Writer v. State of Inertia

I accidentally took a sabbatical from writing.

This is not to say it was entirely necessary. Though the situation was definitely antagonistic to my writing, I could have continued. Regardless, I did not.

Now, I am paying for it.

Dear reader, I have learned another valuable lesson: getting back into writing is tough.

I stopped for three weeks. Granted, these three weeks were during NaNoWriMo (which I still find to be inconveniently placed), so I did not finish my manuscript for that, clocking in at about 10k. I am aspiring to maintain positivism, and purge the negative feelings that creep up due to the quasi-failure to complete the goal.

Yesterday, I finally started again, but I am having plenty of trouble dragging the words out into the light. They are rabid, photophobic badgers who prefer the dank recesses of the mind, and fight tooth and nail to remain. Even this blog post, in its relative brevity, has been a battle.

Writer contemplates amorphous block.

I opt to participate in the school of thought that does not fully believe in writer’s block. In my mind, it’s a crutch, or an excuse, and not something I need. Still, I recognize that writers do, in fact, sometimes have trouble, and I am currently a writer in trouble.

Besides, I have a bandoleer full of excuses hanging in my proverbial closet (next to the Class 3 radiation suit with the big guacamole stain on it… don’t ask), which are readily available should the need arise. (In case the point is not yet painfully clear, when I was younger, my mother suggested I write a book entitled, “An Excuse For Every Occasion.”)

Today, I also happened by a particular form of social media, where a particular participant had chosen to give into discouragement and go down in flames – destroying their own work and giving everyone the finger.

This hit me harder than I initially expected.  At first, I viewed it with a cool passivity. “Oh, look, there goes another one.” I know, it’s insensitive, but it feels like there’s always someone spazzing out online.

Then I realized that, sometimes, I feel like I’m just a few steps away from that point. I go to great lengths to not use Twitter, Facebook, and this blog as a sewage processing plant for all of my negative emotions. To be frank, there’s too much negativity online, and I’d hate for my rage tweet to be the final molecule that brings the Internet to critical mass (explodey).

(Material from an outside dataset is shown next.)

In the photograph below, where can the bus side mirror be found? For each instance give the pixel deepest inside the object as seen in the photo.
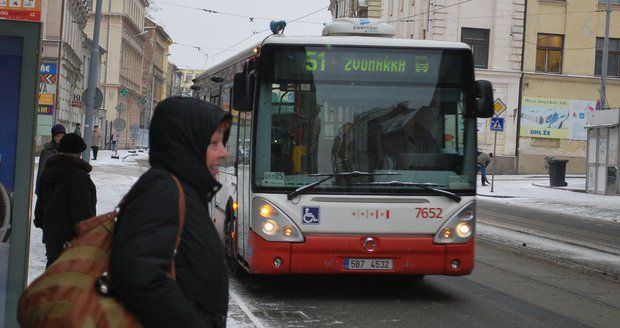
(243, 91)
(484, 101)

Even so, when I get frustrated – and, oh, do I get frustrated – it’s tough to not feel like giving up on everything forever and ever. After all, what have I accomplished so far? When I’m disheartened, I’m blind to most good things. It’s like the opposite of rose-tinted glasses. I have shit-tinted glasses.

But then the smoke clears. The dust settles. The townsfolk step back, and the guacamole finally stops twitching. I realize that I’m not writing because I can’t do anything else, but because I like it. I love it. These thrilling highs and dung heap lows are just a part of the game, and I need to work harder to keep myself on a stable medium to avoid the tumultuous roller coaster effect a bit more. And we’re back to…


I shan’t carry on about this today. It merely needed mentioning.

Thanks for sitting with me through semi-banal bout of bloggery. I actually feel a bit better, having written this post. It’s going to be a rough couple of weeks, getting back into the groove, but maybe I haven’t lost my touch after all.